When it came time to send my own kids to college, I was violently against it. Many family members were upset with me for my decisions, but it didn’t matter. I saw college as a liberal meat grinder that served only one purpose: to get an interview because too many corporations had done as they would later do with Covid, and that’s to set a standard for job placement. They would only talk to college graduates for most professional positions. But reality said that was a dumb practice because apprenticeship looked to be a better way to develop an organization’s talent. But complying with the liberal world order was what corporations were committed to due to the requirements of the various trade guilds around the world. So they didn’t do what was best for themselves; they did what the Liberal World Order told them. And what they ended up with were students taught by college institutions that weren’t very smart, overly compliant, and too submissive to the circumstances around them. And they had lost themselves during the college experience to their personal authority. Campus life for most turned out to be embarrassing looking back, and it compromised their moral authority as adults. So there wasn’t much good to come out of college graduates and the things they learned. 

I refer to the Freemasonry movement because that is how the concept of college and the liberal arts was implanted into our current culture, and it was a mistake. They didn’t do it on purpose. As I said, they had good intentions but lacked philosophy on the motives of the human race and how to instruct the human mind. College was created around the limits of what was known to science during the Renaissance, but as we know now, education should not be limited to what is given at public schools and colleges during very limited hours of instruction during a certain period of a child’s life.

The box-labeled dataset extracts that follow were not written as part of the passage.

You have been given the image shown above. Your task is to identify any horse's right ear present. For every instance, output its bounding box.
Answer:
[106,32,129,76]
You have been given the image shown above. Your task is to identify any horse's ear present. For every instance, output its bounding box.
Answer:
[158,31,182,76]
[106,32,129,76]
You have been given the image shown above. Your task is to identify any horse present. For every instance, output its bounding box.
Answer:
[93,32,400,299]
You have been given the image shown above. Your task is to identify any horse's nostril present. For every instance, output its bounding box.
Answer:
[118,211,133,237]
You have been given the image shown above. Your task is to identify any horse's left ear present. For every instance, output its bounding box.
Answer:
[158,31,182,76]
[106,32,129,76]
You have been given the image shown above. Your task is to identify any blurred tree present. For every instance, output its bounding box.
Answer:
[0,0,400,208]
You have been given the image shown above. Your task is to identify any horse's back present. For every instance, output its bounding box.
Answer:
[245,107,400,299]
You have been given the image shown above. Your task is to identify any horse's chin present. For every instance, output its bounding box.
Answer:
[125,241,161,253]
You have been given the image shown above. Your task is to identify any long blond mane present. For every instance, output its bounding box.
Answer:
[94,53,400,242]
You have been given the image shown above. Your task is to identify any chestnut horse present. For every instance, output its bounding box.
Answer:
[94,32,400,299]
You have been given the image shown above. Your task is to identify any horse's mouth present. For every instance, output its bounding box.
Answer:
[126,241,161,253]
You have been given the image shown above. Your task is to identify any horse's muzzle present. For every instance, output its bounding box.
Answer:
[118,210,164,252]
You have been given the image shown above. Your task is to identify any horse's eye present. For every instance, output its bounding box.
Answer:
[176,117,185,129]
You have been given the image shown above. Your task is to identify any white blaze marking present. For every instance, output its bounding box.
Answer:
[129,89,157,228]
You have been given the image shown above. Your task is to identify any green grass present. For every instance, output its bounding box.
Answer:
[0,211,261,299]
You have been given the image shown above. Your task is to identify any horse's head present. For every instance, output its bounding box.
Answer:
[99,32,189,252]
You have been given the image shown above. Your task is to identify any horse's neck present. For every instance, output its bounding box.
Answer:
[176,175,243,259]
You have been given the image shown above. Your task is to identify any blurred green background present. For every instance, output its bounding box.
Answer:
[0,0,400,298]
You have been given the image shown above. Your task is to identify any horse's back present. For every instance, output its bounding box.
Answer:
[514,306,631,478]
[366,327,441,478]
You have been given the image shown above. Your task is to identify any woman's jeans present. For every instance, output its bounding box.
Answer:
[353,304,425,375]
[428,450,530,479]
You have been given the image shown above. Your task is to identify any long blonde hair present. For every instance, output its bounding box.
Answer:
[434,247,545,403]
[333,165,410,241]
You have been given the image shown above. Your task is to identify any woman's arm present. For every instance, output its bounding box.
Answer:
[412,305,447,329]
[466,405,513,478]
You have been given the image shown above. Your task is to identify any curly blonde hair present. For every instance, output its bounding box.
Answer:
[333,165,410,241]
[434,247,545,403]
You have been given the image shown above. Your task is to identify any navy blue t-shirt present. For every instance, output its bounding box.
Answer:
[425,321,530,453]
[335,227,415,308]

It has turned out not to be a good thing to wrestle away a kid from their parents at age 5. And sending an 18-year-old away to college to allow liberal education to essentially destroy the child of their upbringing has been devastating. It doesn’t happen to all kids. I know plenty of kids who survived the experience just fine. They had good parents, and they turned out to be fine adults. But I also have watched many kids come out of college as entirely different people and were ruined for life. What was destroyed in them was not worth the ability to get a job interview a few steps up the ladders of life. It would have been better for many kids not to ever go to college. They would have turned out better in life had they not been sucked into the liberal education system that was designed for them by Freemasons, globalists, and political hacks around the world, too in love with wine and art museums instead of the essence of all life and productivity, the art of ambition and imagination that come from life experience, not training by incompetent fools masking themselves as authority figures. It was a hopeless experiment from the start, destined to fail.

I always thought that, but it was confirmed for me when I went myself. And I would never impose such a thing on any of my kids; it would only doom them to a lackluster life. So I found Charlie’s book refreshing; it’s about time that we have an honest conversation about the massive failure of the college culture and what they teach kids and how. Like Covid, College and the corporate endorsement of it has been for the benefit of their political Liberal World Order and not the development of individual intellect for the proper life well lived. But compliance to that Liberal World Order and submission to the needs of the masses in all the destructive ways that history has made so many mistakes. And The College Scam is all about acknowledging that failure for a better future by admitting the obvious, which is so difficult for many because it’s all they’ve known all their lives. But that never made it the right thing.